A few months back I was wandering through the vast collection of historical books at the Santa Barbara Historical Museum Library and I wandered into the name Mary Wesselhoeft. She taught at the Santa Barbara Schools of the Arts, and lived in Santa Barbara right until her death in 1971 but I was unable to find much detail on her. Those of you who know me, know this certainly doesn’t sit well with me- and I was left with a dangling feeling, a sense that it was all somehow all incomplete. You know that feeling? The one where you feel like someone has just left off mid-sentence?
I was able to dig further on Ms.
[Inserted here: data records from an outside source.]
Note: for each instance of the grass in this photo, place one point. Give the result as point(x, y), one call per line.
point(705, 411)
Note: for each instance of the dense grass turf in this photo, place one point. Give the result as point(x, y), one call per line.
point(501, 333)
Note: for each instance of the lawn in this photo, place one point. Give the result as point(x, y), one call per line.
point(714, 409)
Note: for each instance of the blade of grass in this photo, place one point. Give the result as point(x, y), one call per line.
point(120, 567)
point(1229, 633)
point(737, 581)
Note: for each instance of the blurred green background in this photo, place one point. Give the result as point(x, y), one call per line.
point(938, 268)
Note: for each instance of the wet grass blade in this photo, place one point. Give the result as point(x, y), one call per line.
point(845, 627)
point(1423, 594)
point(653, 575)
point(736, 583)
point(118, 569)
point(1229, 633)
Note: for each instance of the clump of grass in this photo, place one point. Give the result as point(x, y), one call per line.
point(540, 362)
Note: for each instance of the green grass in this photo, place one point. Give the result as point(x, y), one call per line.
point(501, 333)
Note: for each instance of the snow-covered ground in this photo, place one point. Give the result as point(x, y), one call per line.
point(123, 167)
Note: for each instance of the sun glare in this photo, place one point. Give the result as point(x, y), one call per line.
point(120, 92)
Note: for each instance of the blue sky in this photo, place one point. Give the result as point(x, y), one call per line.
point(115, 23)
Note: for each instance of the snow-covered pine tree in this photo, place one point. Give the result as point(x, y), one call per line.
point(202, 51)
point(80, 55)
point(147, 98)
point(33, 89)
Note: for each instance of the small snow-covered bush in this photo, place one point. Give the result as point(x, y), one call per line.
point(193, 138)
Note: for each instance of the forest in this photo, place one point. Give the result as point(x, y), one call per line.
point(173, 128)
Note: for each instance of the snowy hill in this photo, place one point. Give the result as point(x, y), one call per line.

Wesselhoeft outside the library and found that she studied art at Harvard and graduated from the School of Drawing and Painting at the Boston Museum of Fine Arts. She came from a liberal family, as her grandfather, Robert Wesselhoeft, once shocked prussian nobility when he made fun of them in an article he wrote that expressed his liberal views. He moved to the US shortly after…
Mary did a great deal of traveling abroad after college and stayed in Paris for some time with her friend, Gertrude Stein. Much of her glass design work was in Europe, where she studied and worked under Gottfried Heinersdorff, a famous stained glass and mosaic glass manufacturer, art patron and collector.
She returned to the States because of the US involvement in WWI. Apparently from what I’ve read, she stayed there as long as she could, and then when it came time to leave for her safety- it was an adventure getting out. She stayed on the east coast opening a small glass studio upon her return and then a few years later arrived in Santa Barbara. Her arrival to Santa Barbara was timely as she came a few days after the 1925 earthquake that demolished many of the city’s buildings. Ironically, much of the work she did abroad became destroyed during the world wars and so very little of her art exists today. She has 2 stain glass windows in the USA which she designed that are in existence today– one resides in Kansas City and the other is here locally in Santa Barbara.
As if that all doesn’t make her interesting enough, she also participated in the 1932 Summer Olympics. Yep, The Games of the X Olympiad, celebrated in 1932, in Los Angeles, CA. No other cities made a bid to host these Olympics, and they were held during the worldwide Great Depression, so many nations and athletes were unable to pay for the trip to Los Angeles. Fewer than half the athletes of the 1928 Summer Olympics in Amsterdam returned to compete in 1932. Mary competed in Mixed Painting and retained a standing in the top 25 artists in the category. The Olympics had Art competitions from 1914 through 1948, where it became a side event as there was some consternation in who was a professional artist and who was amateur. More interesting, they competed in architecture and many of our worlds most interesting buildings were part of the competitions.
In an news article written in 1933, Mary had this quote painted on her studio wall “We mortals come into this world like rays of a great light and gazing for one brief moment on the river of life, we see only the reflection of ourselves and heaven.” A timely quote for an artist who surpassed many boundaries and achieved great recognition worldwide.